Training for just one epoch often left the model under-optimized. Instead, training for two epochs provided a notable boost in performance without a significant increase in computational requirements.

Enhanced Training Data

OCR and Chart Understanding:

Introducing data from datasets like DVQA and ChartQA, which focus on OCR (Optical Character Recognition) and chart understanding, showed marked improvement in the model's ability to handle tasks requiring text recognition within images.

GPT-4V Annotated Data:

Incorporating GPT-4V annotated datasets helped in fine-tuning the LMM’s capabilities to better generate instructions and engage in conversations, significantly bolstering the model's overall performance.

Results and Comparisons

The paper showcases various Imp models (Imp-2B, Imp-3B, and Imp-4B). Let’s explore some notable results:

Imp-3B model managed to outperform many existing 7B and even 13B parameter models across several benchmarks.
Imp-2B particularly excelled in multilingual understanding, showing robust performance in Chinese text despite being trained primarily on English data.
The Imp-4B model combined all the improvements and delivered strong results across a multitude of benchmarks, thereby proving the viability of small yet potent LMMs.
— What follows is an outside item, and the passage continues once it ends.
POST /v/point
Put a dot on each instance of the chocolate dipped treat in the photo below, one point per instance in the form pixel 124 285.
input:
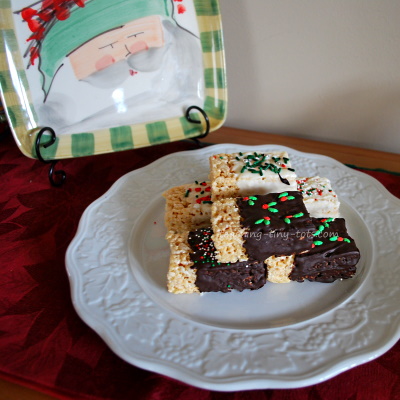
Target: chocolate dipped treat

Deployment on Mobile Devices

One of the major advantages of these lightweight Imp models is their deployability on mobile devices. Using techniques like low-bit quantization, the researchers optimized Imp-3B to run efficiently even on devices powered by Snapdragon chips.

Performance and Speed:
- On mobile devices, the model demonstrated high inference speeds, making real-time applications plausible.
- Reducing the image resolution did not significantly impact the overall performance, ensuring a good balance between latency and model capability.

Practical Implications and Future Work

The Imp models lay down a promising path for deploying high-performance AI in resource-constrained environments such as mobile devices and edge computing. This makes advanced AI accessible to a broader range of applications, including personal assistants, real-time translation services, and more.

Looking Forward

Future improvements could involve:

Introducing more diverse and high-quality datasets to further refine model capabilities.
Implementing advanced training strategies like knowledge distillation.
Exploring more efficient model compression techniques.
Extending support for additional input modalities such as audio and 3D data.

The researchers are also focusing on practical deployments and have developed ImpChat, a multi-platform assistant leveraging these lightweight models. This ensures that you can have a robust AI assistant across various devices without the need for extensive resources.

As we move forward, continued efforts to refine these lightweight yet powerful models could lead to a broader, more inclusive application of AI technologies.